The series will be hosted by former Calgarian Paul Sun-Hyung Lee, a Canadian Screen Awardwinning actor best known for playing befuddled patriarch Appa on the CBC sitcom Kim’s Convenience. It’s a new twist of Canada’s Smartest Person, where adults would compete for the title with challenges that tested intelligence in six categories.
Similarly, the kids are challenged with tasks that test their linguistic, physical, musical, visual, social and logical smarts.
“It’s incredibly humbling and inspiring at the same time,” says Lee, about being around these brainy youth. “This was not a type of competition
where it’s all about book smarts. The lovely thing about the theory of multiple intelligence, which is what the show subscribes to, is that intelligence is broken up into six different categories. All the kids were challenged in all those categories and the results were impressive. I’d say a lot of adults would be hard-pressed to compete alongside these kids.”
But intelligence was just one area where the competitors impressed, he says.
“What I didn’t realize and what surprised me was how full of heart they were,” Lee says. “They were incredible humans. They all became friends, they were all very accepting of me and each other and they all started rooting for each other.

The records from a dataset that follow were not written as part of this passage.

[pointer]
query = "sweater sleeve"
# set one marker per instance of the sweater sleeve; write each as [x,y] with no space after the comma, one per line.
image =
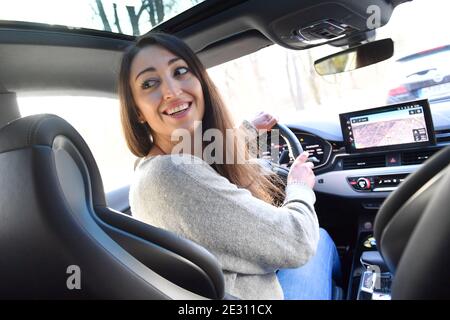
[246,234]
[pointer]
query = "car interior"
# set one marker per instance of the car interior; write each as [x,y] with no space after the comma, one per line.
[384,204]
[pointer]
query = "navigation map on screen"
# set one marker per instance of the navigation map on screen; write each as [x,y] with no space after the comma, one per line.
[389,128]
[403,125]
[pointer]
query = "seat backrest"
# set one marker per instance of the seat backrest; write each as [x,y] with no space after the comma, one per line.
[54,220]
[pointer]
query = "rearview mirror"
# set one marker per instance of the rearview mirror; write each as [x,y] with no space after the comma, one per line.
[356,57]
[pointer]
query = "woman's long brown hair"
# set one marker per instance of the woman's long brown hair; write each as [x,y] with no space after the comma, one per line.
[138,136]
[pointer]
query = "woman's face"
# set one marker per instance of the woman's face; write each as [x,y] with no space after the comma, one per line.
[167,93]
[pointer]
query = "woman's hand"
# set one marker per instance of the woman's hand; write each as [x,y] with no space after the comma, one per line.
[264,120]
[301,171]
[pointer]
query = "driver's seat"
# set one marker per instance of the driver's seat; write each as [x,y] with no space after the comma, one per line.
[59,240]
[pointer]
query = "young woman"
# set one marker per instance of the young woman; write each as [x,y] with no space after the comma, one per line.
[227,207]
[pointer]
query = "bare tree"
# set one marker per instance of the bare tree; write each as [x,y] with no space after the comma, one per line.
[116,19]
[295,88]
[156,10]
[102,14]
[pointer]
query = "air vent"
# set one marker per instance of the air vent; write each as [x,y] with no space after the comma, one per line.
[442,135]
[361,162]
[416,157]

This was quite an example of what true sportsmanship and pure competition is.”
Still, it is an elimination series. “All of our hearts broke when one of them had to be eliminated from the competition,” Lee says. “It really was a roller-coaster of emotions, and it was unexpected how emotionally invested I got in the kids.”
However well Alexia ended up faring on the series, her future plans are ambitious if not completely focused at the moment.

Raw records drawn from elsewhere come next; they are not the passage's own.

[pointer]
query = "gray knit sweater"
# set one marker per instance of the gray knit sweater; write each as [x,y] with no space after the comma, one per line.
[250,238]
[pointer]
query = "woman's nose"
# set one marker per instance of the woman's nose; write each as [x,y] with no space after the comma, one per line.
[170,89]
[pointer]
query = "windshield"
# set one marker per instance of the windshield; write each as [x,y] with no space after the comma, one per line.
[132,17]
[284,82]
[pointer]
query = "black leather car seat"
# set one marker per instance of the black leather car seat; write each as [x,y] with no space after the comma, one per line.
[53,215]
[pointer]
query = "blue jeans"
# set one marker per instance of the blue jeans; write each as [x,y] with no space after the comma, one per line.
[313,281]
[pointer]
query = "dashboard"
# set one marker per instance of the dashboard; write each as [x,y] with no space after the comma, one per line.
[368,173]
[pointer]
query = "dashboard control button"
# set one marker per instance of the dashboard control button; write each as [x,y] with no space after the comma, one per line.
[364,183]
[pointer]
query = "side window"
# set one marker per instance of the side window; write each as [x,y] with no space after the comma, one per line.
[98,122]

“I definitely want to have my own talk show,” she says. “I already do, but I want it on a major, major network so I can reach everyone I can and inspire as many people I can. Longer term, I’m leaning more toward scientist and doctor. When I was filming I was leaning more to scientist and now I’m leaning more towards doctor, maybe a surgeon.”
I really wanted to be on the show to inspire all the kids around Canada to embrace their smarts. Lots of kids are smart.
Alexia Sabau, 12, is the only Alberta competitor for Canada’s Smartest Person Junior.